With apologies to Papa
On the sleeping porch facing south, in the still of early morning, the coyotes now quiet, with only the drone of a lone long-haul semi to be heard from a far piece, the whine of its engine beginning as a low hum then building slowly, implacably, irresistibly, obeying the laws of physics, the Doppler effect, to then recede as it came. The muggy heat of South Texas saturated the air even in late November, requiring that we must be in the pastures at first light, when it was cool enough for the bucks to emerge before retreating deep into the brush during the heat of the day.
At 15, I needed no second call to arise and dress hurriedly, alive with anticipation, for the hunt to begin, but today was to begin with a singular event: seated at the breakfast table, addressing our bacon and eggs, we heard a low whistle from outside. Within the loom of the porch light, but just barely, an ancient (or so it seemed to me) vaquero, too humble to approach the screen door, informed our host: Seńor Johnny es mort. That was news: one of the last descendants of the founder of the vast La Parra Ranch had died. Fortunately, it did not alter our plans for the day, and we piled into the jeep, still in the predawn hours, and headed onto the trackless pastures of the ranch.

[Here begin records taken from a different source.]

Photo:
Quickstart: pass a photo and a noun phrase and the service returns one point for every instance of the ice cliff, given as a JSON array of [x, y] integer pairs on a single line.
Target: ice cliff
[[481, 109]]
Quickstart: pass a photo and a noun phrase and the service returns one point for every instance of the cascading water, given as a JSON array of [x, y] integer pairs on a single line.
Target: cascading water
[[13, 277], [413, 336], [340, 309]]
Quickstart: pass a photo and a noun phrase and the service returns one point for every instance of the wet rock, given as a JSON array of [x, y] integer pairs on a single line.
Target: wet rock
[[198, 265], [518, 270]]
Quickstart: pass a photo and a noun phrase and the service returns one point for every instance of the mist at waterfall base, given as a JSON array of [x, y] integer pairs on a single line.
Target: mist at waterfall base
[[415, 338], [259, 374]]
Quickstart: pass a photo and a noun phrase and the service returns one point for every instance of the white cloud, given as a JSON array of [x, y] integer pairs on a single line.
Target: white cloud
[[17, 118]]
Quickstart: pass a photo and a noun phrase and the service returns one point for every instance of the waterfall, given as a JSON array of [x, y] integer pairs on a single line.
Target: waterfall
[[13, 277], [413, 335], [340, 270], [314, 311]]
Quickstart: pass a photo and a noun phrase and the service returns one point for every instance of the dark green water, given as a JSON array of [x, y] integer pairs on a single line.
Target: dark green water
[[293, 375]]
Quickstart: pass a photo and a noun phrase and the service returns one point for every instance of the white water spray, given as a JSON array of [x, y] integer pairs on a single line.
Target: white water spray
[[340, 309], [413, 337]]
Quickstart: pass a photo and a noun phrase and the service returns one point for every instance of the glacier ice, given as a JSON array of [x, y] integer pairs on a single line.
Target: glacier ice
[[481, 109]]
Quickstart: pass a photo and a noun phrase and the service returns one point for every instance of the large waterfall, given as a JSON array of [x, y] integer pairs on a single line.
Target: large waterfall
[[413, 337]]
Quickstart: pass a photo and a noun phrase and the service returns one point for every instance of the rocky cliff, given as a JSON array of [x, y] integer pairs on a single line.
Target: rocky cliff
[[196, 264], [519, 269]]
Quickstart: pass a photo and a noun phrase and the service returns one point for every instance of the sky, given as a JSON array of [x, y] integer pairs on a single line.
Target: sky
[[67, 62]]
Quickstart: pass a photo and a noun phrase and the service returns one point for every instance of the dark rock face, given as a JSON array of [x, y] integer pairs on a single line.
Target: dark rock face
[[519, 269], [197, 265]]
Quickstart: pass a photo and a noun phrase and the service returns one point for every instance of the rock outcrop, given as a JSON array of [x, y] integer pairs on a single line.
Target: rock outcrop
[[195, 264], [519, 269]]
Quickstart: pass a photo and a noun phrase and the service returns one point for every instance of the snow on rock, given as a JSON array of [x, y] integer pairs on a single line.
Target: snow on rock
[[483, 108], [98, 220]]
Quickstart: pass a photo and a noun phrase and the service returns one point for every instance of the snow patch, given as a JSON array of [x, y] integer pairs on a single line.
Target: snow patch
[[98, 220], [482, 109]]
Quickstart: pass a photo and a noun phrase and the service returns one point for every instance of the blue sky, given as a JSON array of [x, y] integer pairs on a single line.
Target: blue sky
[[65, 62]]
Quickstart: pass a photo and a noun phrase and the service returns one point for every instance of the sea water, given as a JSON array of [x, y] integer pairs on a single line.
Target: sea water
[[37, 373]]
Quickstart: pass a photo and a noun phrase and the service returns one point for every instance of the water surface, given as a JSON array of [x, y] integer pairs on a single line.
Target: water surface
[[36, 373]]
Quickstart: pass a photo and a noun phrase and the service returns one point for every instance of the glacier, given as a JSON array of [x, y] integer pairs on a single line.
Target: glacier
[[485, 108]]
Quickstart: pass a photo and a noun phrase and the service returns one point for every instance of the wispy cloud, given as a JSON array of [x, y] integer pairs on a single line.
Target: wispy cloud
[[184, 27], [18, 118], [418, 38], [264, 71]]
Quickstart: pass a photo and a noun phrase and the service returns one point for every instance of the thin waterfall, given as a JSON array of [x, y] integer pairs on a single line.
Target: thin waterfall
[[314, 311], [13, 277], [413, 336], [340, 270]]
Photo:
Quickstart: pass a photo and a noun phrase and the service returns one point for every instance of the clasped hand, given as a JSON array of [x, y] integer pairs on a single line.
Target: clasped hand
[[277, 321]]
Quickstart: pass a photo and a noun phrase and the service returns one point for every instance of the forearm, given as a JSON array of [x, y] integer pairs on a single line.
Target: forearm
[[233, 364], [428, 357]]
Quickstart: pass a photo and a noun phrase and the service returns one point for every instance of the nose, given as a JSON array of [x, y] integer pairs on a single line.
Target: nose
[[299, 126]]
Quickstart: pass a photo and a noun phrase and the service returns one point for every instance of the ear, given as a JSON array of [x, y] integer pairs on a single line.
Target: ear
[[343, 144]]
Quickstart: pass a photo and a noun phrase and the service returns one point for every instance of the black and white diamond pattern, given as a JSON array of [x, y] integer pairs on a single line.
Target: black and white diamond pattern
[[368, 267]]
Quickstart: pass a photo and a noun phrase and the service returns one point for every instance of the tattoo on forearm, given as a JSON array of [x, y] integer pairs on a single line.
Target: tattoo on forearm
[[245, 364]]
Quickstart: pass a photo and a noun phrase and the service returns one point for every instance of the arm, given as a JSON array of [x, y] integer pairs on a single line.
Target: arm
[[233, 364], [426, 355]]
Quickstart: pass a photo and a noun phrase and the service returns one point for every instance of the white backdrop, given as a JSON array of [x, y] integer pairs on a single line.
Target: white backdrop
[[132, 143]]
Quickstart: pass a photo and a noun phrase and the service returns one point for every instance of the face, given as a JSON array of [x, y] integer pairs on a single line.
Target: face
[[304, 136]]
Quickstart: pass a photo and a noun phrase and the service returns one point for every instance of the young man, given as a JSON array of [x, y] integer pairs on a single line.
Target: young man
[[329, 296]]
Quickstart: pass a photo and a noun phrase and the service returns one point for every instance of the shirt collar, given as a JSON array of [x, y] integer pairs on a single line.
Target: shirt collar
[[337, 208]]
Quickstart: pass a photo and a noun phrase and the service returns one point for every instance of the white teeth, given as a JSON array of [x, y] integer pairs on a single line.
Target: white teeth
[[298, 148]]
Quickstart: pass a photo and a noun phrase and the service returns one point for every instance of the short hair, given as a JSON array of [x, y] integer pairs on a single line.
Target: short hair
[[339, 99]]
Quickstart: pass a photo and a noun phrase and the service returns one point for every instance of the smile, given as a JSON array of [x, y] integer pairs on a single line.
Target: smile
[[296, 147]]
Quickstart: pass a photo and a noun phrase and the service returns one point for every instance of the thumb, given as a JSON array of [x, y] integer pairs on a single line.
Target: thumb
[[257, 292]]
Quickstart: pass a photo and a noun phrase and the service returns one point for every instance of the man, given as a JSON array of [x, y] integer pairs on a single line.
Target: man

The way of the hunt was to drive slowly through the brush for deer, who - like all animals - were curious creatures and were not frightened by a vehicle moving slowly. The thing was to stay silent and search for the prey who, with its tan fur, blended well into the semi-arid landscape.
At last our host stopped and pointed to a buck no further than 40 yards I would say, standing within a light stand of mesquite. Silently, I left the jeep and went to a kneeling position to steady the rifle. I fired one shot, which was immediately followed by a loud whack of the bullet hitting its mark. The animal turned and ran, but as though blind, it ran into a bit of brush: It's a gone buck, said our host and guide. Sure enough it was motionless as we drove up to it, but our guide delivered the coup de grāce with a .22 pistol as a precaution.
I was numb with the enormity, or so it seemed to me, of the event. The ritual for a first kill is to cut off the penis and wipe the blood of the animal on the cheeks of the shooter, but as there was a woman with us, I was deprived of this seminal event in my young life.